Embedding mismatch at query time

You must embed the query with the same model you embedded the corpus with. Mixing models silently produces garbage retrievals — the vectors are technically the same shape but live in incomparable spaces. Wrap the embedding model in a singleton and assert the model name at both ingest and query.

Chunk overlap matters more than chunk size

Teams tune chunk size endlessly and ignore overlap. Without overlap, the sentence that explains your refund policy gets cut in half on a chunk boundary and never appears whole in any chunk.
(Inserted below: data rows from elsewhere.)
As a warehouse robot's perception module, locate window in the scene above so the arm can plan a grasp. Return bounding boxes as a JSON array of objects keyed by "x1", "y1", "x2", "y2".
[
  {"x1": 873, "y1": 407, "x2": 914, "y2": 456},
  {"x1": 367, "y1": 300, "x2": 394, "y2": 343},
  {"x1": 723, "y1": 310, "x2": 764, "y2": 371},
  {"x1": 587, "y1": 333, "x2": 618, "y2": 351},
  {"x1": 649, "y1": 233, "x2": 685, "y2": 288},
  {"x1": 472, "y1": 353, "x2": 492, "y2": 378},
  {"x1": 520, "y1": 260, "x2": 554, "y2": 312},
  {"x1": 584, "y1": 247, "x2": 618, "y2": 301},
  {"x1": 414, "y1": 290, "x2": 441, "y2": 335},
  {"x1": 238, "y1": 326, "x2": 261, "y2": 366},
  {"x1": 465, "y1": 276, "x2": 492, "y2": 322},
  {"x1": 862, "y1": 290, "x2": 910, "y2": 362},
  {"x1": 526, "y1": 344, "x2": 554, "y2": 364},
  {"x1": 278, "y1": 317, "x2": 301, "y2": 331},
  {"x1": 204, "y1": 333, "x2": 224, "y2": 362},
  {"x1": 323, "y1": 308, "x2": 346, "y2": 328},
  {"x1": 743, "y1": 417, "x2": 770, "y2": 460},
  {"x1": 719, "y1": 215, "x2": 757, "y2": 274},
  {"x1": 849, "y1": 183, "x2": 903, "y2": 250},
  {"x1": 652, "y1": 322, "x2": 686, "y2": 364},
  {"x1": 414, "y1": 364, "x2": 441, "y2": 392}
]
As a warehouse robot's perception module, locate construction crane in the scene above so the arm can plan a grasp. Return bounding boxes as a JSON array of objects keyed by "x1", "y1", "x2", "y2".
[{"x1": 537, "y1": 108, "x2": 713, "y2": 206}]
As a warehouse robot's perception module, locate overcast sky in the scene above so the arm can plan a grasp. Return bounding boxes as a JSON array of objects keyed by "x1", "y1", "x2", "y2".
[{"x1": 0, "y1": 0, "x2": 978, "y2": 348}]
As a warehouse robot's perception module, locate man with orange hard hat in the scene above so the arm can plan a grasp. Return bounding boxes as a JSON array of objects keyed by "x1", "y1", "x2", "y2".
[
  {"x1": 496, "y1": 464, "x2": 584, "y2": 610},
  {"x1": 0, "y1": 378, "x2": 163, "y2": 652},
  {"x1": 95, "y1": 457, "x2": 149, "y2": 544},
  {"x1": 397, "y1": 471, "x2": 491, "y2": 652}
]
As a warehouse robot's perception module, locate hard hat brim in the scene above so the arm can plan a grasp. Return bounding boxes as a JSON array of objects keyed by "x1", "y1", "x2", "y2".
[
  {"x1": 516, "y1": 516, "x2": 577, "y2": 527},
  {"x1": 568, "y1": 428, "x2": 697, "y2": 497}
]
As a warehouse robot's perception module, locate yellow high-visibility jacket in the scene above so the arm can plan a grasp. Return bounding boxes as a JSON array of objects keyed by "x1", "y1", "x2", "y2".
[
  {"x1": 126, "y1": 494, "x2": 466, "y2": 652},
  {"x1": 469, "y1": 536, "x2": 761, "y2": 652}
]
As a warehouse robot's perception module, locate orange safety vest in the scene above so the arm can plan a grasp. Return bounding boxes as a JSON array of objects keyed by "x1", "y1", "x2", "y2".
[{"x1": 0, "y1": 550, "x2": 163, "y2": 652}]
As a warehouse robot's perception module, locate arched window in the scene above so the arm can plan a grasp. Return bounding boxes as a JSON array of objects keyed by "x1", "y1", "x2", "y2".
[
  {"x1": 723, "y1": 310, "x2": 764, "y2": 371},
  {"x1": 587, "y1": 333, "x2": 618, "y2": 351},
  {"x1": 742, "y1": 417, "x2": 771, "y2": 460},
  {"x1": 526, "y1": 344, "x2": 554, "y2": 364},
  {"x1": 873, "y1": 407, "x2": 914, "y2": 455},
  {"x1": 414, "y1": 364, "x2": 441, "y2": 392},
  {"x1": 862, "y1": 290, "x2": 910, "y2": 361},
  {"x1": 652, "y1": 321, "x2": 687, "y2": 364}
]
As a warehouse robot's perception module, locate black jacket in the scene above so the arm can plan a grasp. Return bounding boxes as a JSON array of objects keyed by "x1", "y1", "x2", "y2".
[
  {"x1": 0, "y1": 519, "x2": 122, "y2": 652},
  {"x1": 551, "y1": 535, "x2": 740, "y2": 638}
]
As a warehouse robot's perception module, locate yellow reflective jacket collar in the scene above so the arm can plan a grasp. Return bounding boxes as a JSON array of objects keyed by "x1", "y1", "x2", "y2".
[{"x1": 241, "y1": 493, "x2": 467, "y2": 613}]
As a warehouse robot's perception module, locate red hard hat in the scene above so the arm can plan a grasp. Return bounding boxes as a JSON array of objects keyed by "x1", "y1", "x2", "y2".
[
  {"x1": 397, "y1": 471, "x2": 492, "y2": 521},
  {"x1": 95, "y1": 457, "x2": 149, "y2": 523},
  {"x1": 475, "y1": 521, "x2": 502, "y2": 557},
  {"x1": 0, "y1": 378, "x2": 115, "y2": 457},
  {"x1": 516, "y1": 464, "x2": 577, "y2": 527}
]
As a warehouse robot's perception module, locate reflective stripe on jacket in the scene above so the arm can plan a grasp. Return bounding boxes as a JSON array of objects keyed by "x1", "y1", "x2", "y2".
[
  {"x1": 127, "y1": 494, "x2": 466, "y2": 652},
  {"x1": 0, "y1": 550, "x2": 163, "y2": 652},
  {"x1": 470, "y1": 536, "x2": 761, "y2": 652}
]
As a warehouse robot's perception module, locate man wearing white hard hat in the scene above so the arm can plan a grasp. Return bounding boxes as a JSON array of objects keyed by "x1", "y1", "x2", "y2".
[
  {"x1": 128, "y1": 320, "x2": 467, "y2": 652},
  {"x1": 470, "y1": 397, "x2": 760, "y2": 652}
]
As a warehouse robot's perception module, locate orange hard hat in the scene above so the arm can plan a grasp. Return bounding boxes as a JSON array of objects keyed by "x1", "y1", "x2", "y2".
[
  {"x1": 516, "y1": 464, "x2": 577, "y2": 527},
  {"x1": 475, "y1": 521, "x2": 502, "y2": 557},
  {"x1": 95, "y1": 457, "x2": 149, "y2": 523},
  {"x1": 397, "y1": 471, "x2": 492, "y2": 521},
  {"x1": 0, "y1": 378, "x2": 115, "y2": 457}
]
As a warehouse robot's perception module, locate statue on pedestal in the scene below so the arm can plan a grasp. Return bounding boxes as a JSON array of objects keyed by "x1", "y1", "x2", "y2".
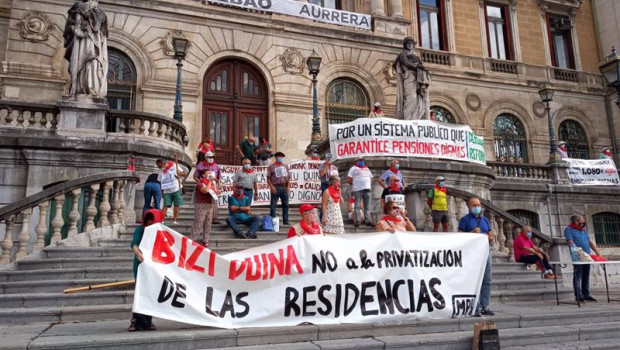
[
  {"x1": 63, "y1": 0, "x2": 108, "y2": 98},
  {"x1": 392, "y1": 37, "x2": 431, "y2": 119}
]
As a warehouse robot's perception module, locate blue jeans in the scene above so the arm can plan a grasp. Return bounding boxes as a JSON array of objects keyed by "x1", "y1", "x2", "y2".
[
  {"x1": 476, "y1": 248, "x2": 493, "y2": 312},
  {"x1": 142, "y1": 182, "x2": 161, "y2": 215},
  {"x1": 226, "y1": 216, "x2": 260, "y2": 236},
  {"x1": 573, "y1": 265, "x2": 590, "y2": 298},
  {"x1": 269, "y1": 186, "x2": 288, "y2": 224}
]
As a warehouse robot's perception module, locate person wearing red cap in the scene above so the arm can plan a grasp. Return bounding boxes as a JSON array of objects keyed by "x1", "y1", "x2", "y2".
[
  {"x1": 287, "y1": 204, "x2": 323, "y2": 238},
  {"x1": 127, "y1": 209, "x2": 164, "y2": 332}
]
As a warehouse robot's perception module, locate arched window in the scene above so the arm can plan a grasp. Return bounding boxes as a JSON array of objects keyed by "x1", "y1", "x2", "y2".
[
  {"x1": 592, "y1": 212, "x2": 620, "y2": 247},
  {"x1": 559, "y1": 119, "x2": 590, "y2": 159},
  {"x1": 493, "y1": 113, "x2": 528, "y2": 163},
  {"x1": 431, "y1": 106, "x2": 456, "y2": 124},
  {"x1": 325, "y1": 79, "x2": 370, "y2": 124},
  {"x1": 107, "y1": 48, "x2": 138, "y2": 110},
  {"x1": 508, "y1": 209, "x2": 540, "y2": 230}
]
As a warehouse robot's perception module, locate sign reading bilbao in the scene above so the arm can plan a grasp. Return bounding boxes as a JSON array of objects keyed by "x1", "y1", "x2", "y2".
[
  {"x1": 329, "y1": 118, "x2": 486, "y2": 165},
  {"x1": 562, "y1": 158, "x2": 620, "y2": 186},
  {"x1": 218, "y1": 160, "x2": 322, "y2": 208},
  {"x1": 133, "y1": 224, "x2": 489, "y2": 328},
  {"x1": 202, "y1": 0, "x2": 370, "y2": 30}
]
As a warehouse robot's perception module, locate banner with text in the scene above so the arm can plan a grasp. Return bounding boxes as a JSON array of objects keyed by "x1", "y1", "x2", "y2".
[
  {"x1": 218, "y1": 160, "x2": 323, "y2": 208},
  {"x1": 329, "y1": 118, "x2": 486, "y2": 165},
  {"x1": 133, "y1": 224, "x2": 489, "y2": 328},
  {"x1": 203, "y1": 0, "x2": 370, "y2": 30},
  {"x1": 562, "y1": 158, "x2": 620, "y2": 186}
]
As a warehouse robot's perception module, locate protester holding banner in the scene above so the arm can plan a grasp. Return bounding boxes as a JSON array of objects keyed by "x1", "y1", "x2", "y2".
[
  {"x1": 267, "y1": 152, "x2": 291, "y2": 225},
  {"x1": 426, "y1": 176, "x2": 448, "y2": 232},
  {"x1": 287, "y1": 204, "x2": 324, "y2": 238},
  {"x1": 232, "y1": 158, "x2": 258, "y2": 203},
  {"x1": 127, "y1": 209, "x2": 164, "y2": 332},
  {"x1": 375, "y1": 201, "x2": 416, "y2": 233},
  {"x1": 191, "y1": 170, "x2": 217, "y2": 247},
  {"x1": 458, "y1": 197, "x2": 495, "y2": 317},
  {"x1": 347, "y1": 156, "x2": 372, "y2": 227},
  {"x1": 321, "y1": 176, "x2": 344, "y2": 234},
  {"x1": 226, "y1": 185, "x2": 260, "y2": 238},
  {"x1": 380, "y1": 175, "x2": 405, "y2": 210}
]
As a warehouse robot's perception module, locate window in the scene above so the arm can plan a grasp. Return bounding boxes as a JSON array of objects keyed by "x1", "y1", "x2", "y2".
[
  {"x1": 508, "y1": 209, "x2": 540, "y2": 231},
  {"x1": 493, "y1": 113, "x2": 527, "y2": 163},
  {"x1": 107, "y1": 48, "x2": 137, "y2": 110},
  {"x1": 559, "y1": 120, "x2": 590, "y2": 159},
  {"x1": 325, "y1": 79, "x2": 370, "y2": 124},
  {"x1": 547, "y1": 14, "x2": 575, "y2": 69},
  {"x1": 418, "y1": 0, "x2": 446, "y2": 50},
  {"x1": 431, "y1": 106, "x2": 456, "y2": 124},
  {"x1": 484, "y1": 4, "x2": 513, "y2": 60},
  {"x1": 592, "y1": 212, "x2": 620, "y2": 247},
  {"x1": 308, "y1": 0, "x2": 342, "y2": 10}
]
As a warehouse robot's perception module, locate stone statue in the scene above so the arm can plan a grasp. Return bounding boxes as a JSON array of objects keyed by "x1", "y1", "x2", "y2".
[
  {"x1": 392, "y1": 37, "x2": 431, "y2": 119},
  {"x1": 63, "y1": 0, "x2": 108, "y2": 98}
]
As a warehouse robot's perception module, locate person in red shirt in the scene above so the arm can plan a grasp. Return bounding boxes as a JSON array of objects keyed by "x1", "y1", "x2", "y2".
[
  {"x1": 287, "y1": 204, "x2": 323, "y2": 238},
  {"x1": 512, "y1": 226, "x2": 556, "y2": 279}
]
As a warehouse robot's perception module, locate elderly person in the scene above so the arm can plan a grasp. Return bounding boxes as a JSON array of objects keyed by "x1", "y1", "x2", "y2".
[
  {"x1": 375, "y1": 201, "x2": 416, "y2": 233},
  {"x1": 564, "y1": 215, "x2": 601, "y2": 302},
  {"x1": 512, "y1": 226, "x2": 556, "y2": 279},
  {"x1": 458, "y1": 197, "x2": 495, "y2": 317},
  {"x1": 232, "y1": 158, "x2": 258, "y2": 203},
  {"x1": 321, "y1": 176, "x2": 344, "y2": 233},
  {"x1": 287, "y1": 204, "x2": 324, "y2": 238}
]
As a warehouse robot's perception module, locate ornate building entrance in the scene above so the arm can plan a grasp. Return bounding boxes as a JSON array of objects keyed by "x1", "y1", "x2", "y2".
[{"x1": 202, "y1": 59, "x2": 268, "y2": 165}]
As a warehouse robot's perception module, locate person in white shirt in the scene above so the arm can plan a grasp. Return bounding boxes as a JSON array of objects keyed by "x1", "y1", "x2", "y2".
[{"x1": 347, "y1": 156, "x2": 373, "y2": 227}]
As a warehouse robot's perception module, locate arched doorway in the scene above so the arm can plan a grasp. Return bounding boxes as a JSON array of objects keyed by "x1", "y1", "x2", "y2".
[{"x1": 202, "y1": 59, "x2": 269, "y2": 165}]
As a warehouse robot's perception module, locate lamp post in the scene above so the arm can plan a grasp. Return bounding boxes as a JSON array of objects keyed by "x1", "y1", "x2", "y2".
[
  {"x1": 306, "y1": 50, "x2": 322, "y2": 144},
  {"x1": 172, "y1": 37, "x2": 189, "y2": 122},
  {"x1": 538, "y1": 85, "x2": 558, "y2": 162}
]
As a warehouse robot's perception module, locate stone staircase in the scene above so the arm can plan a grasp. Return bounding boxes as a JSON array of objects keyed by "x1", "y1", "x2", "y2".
[{"x1": 0, "y1": 190, "x2": 620, "y2": 350}]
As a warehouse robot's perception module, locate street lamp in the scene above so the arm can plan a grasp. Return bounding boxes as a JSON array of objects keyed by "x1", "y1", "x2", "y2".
[
  {"x1": 172, "y1": 37, "x2": 189, "y2": 122},
  {"x1": 306, "y1": 50, "x2": 322, "y2": 144},
  {"x1": 538, "y1": 85, "x2": 558, "y2": 162},
  {"x1": 598, "y1": 46, "x2": 620, "y2": 108}
]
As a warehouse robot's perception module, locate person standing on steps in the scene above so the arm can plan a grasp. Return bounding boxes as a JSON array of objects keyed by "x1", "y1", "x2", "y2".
[
  {"x1": 267, "y1": 152, "x2": 291, "y2": 225},
  {"x1": 127, "y1": 209, "x2": 164, "y2": 332},
  {"x1": 458, "y1": 197, "x2": 495, "y2": 317}
]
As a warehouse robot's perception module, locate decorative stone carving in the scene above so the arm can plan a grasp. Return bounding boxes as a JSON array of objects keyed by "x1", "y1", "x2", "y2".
[
  {"x1": 159, "y1": 30, "x2": 192, "y2": 57},
  {"x1": 280, "y1": 47, "x2": 304, "y2": 74},
  {"x1": 465, "y1": 94, "x2": 482, "y2": 112},
  {"x1": 17, "y1": 11, "x2": 55, "y2": 43}
]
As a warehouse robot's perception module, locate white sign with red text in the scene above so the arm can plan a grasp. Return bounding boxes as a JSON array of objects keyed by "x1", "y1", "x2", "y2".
[
  {"x1": 329, "y1": 118, "x2": 486, "y2": 165},
  {"x1": 133, "y1": 224, "x2": 489, "y2": 328}
]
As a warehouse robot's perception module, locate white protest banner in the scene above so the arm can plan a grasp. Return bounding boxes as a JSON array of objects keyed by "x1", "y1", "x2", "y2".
[
  {"x1": 133, "y1": 224, "x2": 489, "y2": 328},
  {"x1": 201, "y1": 0, "x2": 370, "y2": 30},
  {"x1": 218, "y1": 160, "x2": 323, "y2": 208},
  {"x1": 562, "y1": 158, "x2": 620, "y2": 186},
  {"x1": 329, "y1": 118, "x2": 486, "y2": 165}
]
Start with 15-20% overlap and only reduce it if context windows are tight.

Indexing PII without realizing it

If your corpus contains customer emails, support transcripts, or internal Slack, you are embedding PII into a vector database. Embeddings are not encryption — anyone with read access to the store can reverse-engineer the text or query for it. Redact before ingest, not after.

Trusting cosine similarity scores as relevance

Cosine similarity is a proxy for relevance, not relevance itself. A score of 0.82 in one corpus may be excellent; in another it is garbage. Never threshold on raw cosine. Either learn a per-corpus threshold from a labeled eval set or rerank and threshold on the reranker score.

No eval set means no improvements

If you do not have 50-200 labeled (query, expected answer, expected sources) tuples, you cannot tell whether a change improves the system or breaks it. Build the eval set on day one, even if it is tiny and hand-written. Every tuning decision flows through it.

Streaming hides retrieval latency

Users see the LLM stream tokens and assume the system is fast. Meanwhile, your retrieval is doing a 4-second hybrid search every call. Always log p50/p95 latency per stage, not just end-to-end. The slow stage is almost never the one you think.